Soldier's Bionic Arm Makes Medical History

A soldier severely injured in Afghanistan has made medical history by becoming the first person in the UK to control a bionic arm through mind control.

Corporal Andrew Garthwaite, 26, from South Tyneside, was fitted with the prosthetic limb after undergoing pioneering surgery in Austria and months of physiotherapy at a military rehabilitation centre in Surrey.

He says his friends now call him the The Six Million Dollar Man - a reference to the iconic American TV series from the 1970s.

"People call me Steve Austin from the bionic man as a joke. The quality of my life is better though, since it was fitted. Everything is much faster. I'm not using sort of my legs and teeth to open things I can be sort of living as natural as I can be."

Cpl Garthwaite was badly injured in Helmand Province in 2010 when he was hit by a rocket-propelled grenade fired by the Taliban.

The mind movement of the arm works thanks to a revolutionary surgical technique called Targeted Muscle Reinnervation.

The nerves serving Cpl Garthwaite's amputated arm were redirected to his chest.

Those nerves then formed new connections in his pectoral muscle and when the soldier imagines moving his missing limb it causes a contraction.

The signals in the nerves are then picked up by electrodes placed against his skin which in turn then intuitively move his new prosthetic limb.

Doctor Tim Jones, a Consultant of Rehabilitation, says the technique also means less pain.

"It is a fantastic new development.
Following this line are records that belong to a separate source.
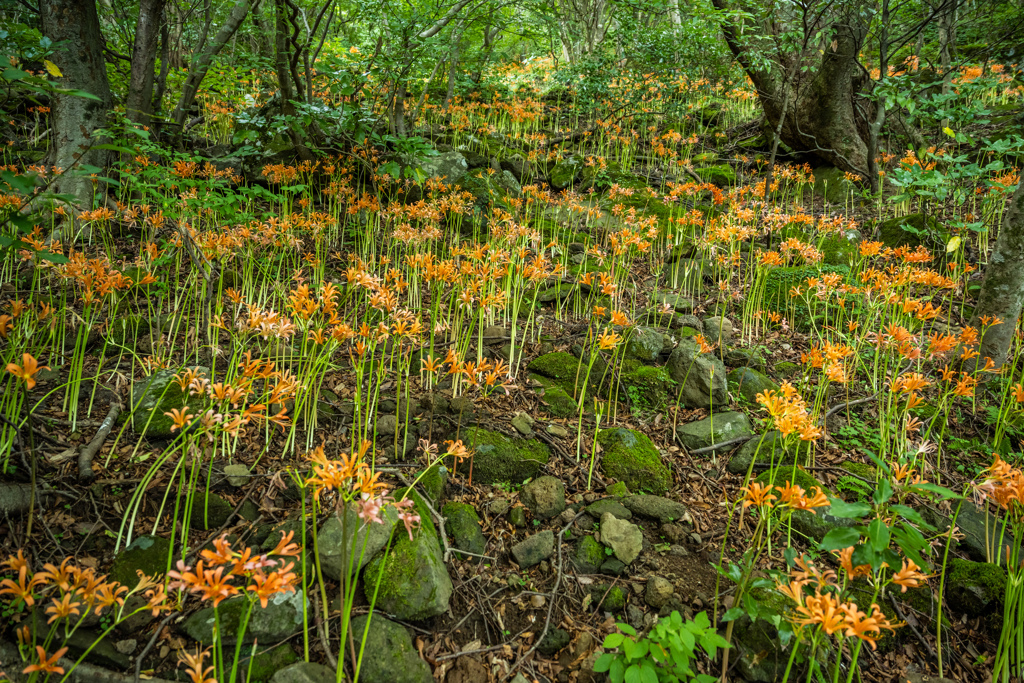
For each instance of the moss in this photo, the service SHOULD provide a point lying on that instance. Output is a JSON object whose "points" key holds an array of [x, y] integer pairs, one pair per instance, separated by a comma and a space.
{"points": [[631, 457], [648, 387]]}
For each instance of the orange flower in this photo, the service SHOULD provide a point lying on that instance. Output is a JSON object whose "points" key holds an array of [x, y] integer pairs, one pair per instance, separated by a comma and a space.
{"points": [[46, 665], [27, 371]]}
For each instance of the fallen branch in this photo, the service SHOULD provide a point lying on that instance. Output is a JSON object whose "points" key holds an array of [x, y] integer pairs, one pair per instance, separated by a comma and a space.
{"points": [[85, 472]]}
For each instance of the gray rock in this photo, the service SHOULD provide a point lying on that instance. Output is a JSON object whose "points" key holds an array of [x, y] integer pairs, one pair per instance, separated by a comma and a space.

It makes a massive difference to his ability to do things and there are two other advantages to this.

"Firstly, he had a lot of phantom pain and this technique means the amount of phantom pain has been dramatically reduced. His quality of life is far better."

Defence Minister Anna Soubry says the procedure will also be made available to civilians in the near future.

"It's not just people who have been injured during battle. It's the fact this is also working and is meshed in with the NHS. So, of course, there will be other people who have lost an arm in an accident who may also be able to benefit from this."

Cpl Garthwaite can now carry out everyday tasks like gardening, cooking or making coffee.

It has taken months of occupational therapy to achieve that level of control but the soldier says it has been well worth it to be able to live a normal life once again.